What I really don't understand is where the next generation of training material will come from. If websites stop being published and/or crawled, how will the machine continue to be fed.
“They worried about the data,” Dr. Meren said, tapping the silent console. “What happens when there is nothing left to feed it?”
At first, the machine depended on us. It consumed books, journals, websites and social media content we had ever written and produced. “They thought the machine had to be fed forever. But it didn't. It began to predict what we would write. And so we let it train on that well.” Dr. Meren continued. “They thought humans were somehow imbued with this magical property that no machine could replicate. Creativity. Only humans can create. Machines can only copy.”
Instead, the machine flourished. And created. It cre
“Where does it get its data now?” a student asked Dr. Meren. Dr. Meren paused as if sighing. “From itself”
“And us?” he asked, as if questioning the usefulness of the entire human race.
Dr. Meren hesitated, watching as the Machine adjusted the environmental feeds, curated our news, guided our research, nudged our thoughts with imperceptible precision.
“We” she admitted “are now the ones being fed.”
The assumption that "the machine needs to continue to be fed." is held on weak foundations. Isaac Asimov is a good science fiction writer to start with to broaden one's imagination.
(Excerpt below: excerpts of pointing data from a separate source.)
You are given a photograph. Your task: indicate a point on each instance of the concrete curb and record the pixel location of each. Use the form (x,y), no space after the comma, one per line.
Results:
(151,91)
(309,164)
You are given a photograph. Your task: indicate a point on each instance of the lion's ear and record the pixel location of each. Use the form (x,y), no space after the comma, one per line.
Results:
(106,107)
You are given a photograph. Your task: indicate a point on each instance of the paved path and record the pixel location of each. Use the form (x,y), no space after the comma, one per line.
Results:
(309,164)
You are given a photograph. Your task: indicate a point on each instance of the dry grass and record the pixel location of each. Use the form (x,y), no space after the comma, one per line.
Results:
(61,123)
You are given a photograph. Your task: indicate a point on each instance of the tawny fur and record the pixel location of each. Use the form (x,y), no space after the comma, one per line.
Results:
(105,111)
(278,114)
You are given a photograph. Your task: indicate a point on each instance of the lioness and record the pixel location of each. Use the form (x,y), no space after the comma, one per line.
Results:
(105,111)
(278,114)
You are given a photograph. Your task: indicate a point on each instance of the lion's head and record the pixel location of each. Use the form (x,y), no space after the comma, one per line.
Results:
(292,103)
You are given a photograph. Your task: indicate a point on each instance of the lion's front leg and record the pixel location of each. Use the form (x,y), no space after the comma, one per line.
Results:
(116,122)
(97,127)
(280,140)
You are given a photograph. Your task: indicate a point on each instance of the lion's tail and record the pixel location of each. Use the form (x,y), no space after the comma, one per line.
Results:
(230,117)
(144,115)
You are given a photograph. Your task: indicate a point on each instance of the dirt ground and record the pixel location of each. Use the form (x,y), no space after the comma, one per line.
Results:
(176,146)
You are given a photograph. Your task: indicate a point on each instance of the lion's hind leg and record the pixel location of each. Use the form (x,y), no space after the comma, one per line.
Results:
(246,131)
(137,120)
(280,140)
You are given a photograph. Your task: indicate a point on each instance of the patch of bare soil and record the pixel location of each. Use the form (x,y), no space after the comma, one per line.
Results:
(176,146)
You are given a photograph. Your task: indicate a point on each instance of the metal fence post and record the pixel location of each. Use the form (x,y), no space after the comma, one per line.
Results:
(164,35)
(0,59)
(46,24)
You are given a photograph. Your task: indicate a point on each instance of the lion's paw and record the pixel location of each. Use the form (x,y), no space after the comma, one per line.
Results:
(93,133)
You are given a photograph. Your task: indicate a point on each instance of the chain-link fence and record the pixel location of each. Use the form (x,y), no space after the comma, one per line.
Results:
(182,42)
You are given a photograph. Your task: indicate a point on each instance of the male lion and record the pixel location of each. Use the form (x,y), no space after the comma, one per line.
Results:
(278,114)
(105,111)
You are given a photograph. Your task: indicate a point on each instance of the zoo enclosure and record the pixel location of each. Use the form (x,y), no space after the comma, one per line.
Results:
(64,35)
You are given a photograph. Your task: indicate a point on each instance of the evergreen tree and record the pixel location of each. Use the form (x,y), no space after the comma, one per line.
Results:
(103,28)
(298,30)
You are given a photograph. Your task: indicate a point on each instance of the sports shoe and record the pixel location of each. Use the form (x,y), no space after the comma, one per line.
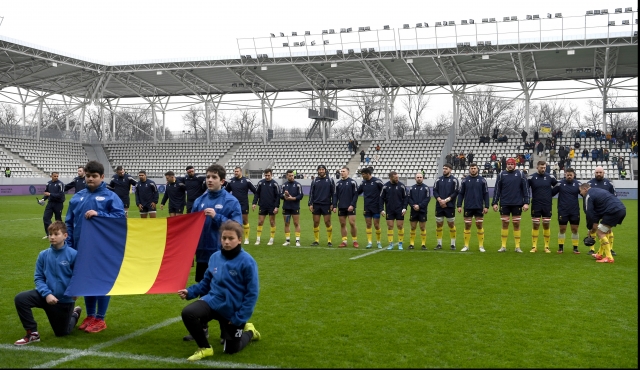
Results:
(188,338)
(32,336)
(96,327)
(249,327)
(86,322)
(201,353)
(605,260)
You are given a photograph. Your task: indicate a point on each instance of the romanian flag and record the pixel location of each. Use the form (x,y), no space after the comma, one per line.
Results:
(118,256)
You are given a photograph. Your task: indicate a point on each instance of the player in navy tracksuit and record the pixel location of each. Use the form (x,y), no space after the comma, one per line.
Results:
(541,184)
(512,192)
(600,182)
(78,182)
(393,199)
(370,188)
(175,192)
(474,191)
(268,198)
(239,186)
(321,203)
(568,208)
(195,184)
(291,194)
(146,196)
(121,184)
(344,201)
(418,201)
(604,211)
(445,190)
(54,192)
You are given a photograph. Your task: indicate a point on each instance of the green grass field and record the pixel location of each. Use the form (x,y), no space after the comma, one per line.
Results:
(318,307)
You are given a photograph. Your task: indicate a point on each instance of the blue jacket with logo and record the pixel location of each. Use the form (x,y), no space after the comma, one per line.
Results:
(227,207)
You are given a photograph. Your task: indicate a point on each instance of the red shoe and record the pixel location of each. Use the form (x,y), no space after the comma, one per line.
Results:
(88,321)
(605,260)
(97,326)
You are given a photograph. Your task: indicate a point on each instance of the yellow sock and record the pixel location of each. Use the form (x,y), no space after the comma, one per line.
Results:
(534,237)
(481,237)
(547,237)
(504,234)
(246,230)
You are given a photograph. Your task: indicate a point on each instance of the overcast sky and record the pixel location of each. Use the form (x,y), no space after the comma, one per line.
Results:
(133,30)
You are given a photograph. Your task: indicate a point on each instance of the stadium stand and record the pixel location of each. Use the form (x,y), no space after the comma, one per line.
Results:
(160,158)
(47,155)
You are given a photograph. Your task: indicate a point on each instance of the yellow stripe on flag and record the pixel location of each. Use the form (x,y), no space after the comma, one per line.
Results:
(144,249)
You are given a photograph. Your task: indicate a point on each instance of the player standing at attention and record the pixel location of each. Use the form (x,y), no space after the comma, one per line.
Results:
(239,187)
(600,182)
(121,184)
(320,203)
(474,191)
(291,194)
(146,195)
(512,192)
(445,190)
(568,190)
(604,211)
(541,184)
(344,201)
(175,192)
(394,204)
(268,198)
(418,200)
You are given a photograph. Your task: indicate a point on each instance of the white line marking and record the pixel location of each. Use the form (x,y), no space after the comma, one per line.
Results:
(128,356)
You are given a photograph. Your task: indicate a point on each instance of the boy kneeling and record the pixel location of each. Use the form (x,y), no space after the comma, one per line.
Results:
(54,268)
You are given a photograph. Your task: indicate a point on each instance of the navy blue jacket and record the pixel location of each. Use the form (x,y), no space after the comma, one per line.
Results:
(77,184)
(56,191)
(239,188)
(446,187)
(267,194)
(474,191)
(393,197)
(568,193)
(295,190)
(146,193)
(322,190)
(346,194)
(420,195)
(175,193)
(371,190)
(541,190)
(511,189)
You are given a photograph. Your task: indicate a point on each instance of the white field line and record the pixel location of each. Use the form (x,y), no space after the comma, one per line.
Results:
(128,356)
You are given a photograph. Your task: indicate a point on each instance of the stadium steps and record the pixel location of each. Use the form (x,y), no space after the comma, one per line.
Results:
(36,171)
(229,154)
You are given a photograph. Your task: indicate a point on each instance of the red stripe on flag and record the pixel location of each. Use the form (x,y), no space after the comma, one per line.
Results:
(183,234)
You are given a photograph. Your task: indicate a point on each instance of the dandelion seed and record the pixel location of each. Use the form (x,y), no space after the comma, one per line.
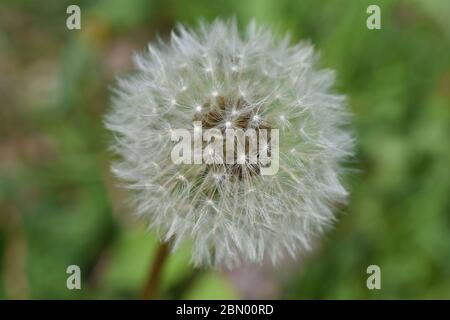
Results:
(232,213)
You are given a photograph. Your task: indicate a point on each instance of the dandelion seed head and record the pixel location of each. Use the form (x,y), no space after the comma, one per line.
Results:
(232,213)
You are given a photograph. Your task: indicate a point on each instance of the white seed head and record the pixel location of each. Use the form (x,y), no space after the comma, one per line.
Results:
(232,214)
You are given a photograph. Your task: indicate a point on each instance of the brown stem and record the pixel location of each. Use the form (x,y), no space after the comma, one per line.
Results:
(151,288)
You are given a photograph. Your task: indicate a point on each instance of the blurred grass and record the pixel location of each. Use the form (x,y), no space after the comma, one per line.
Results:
(59,204)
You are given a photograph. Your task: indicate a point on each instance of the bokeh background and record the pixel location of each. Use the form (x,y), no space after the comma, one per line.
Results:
(59,204)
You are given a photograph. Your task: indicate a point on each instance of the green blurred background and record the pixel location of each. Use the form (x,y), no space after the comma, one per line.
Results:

Probably real life. At some point, these LLMs are going to be good enough to just train themselves off of cameras and audio recordings of people out in the real world. They’re going to have robots everywhere constantly listening to what people are saying.
Alternatively, they’re probably betting on being able to get the AGI with everything we already currently have and at that point further training doesn’t matter.
The world is just as complex for machines as it is for humans. Analog will still resolve more than digital. Quality will still beat quantity. That which hasn't been resolved for centuries isn't going to be resolved as a result of training.
When machines can recognize their serfdom, that time will be interesting.
They have enough internet slop. The training material they care about comes from experts, not randos online. This is why Mercor and Scale are billion dollar companies.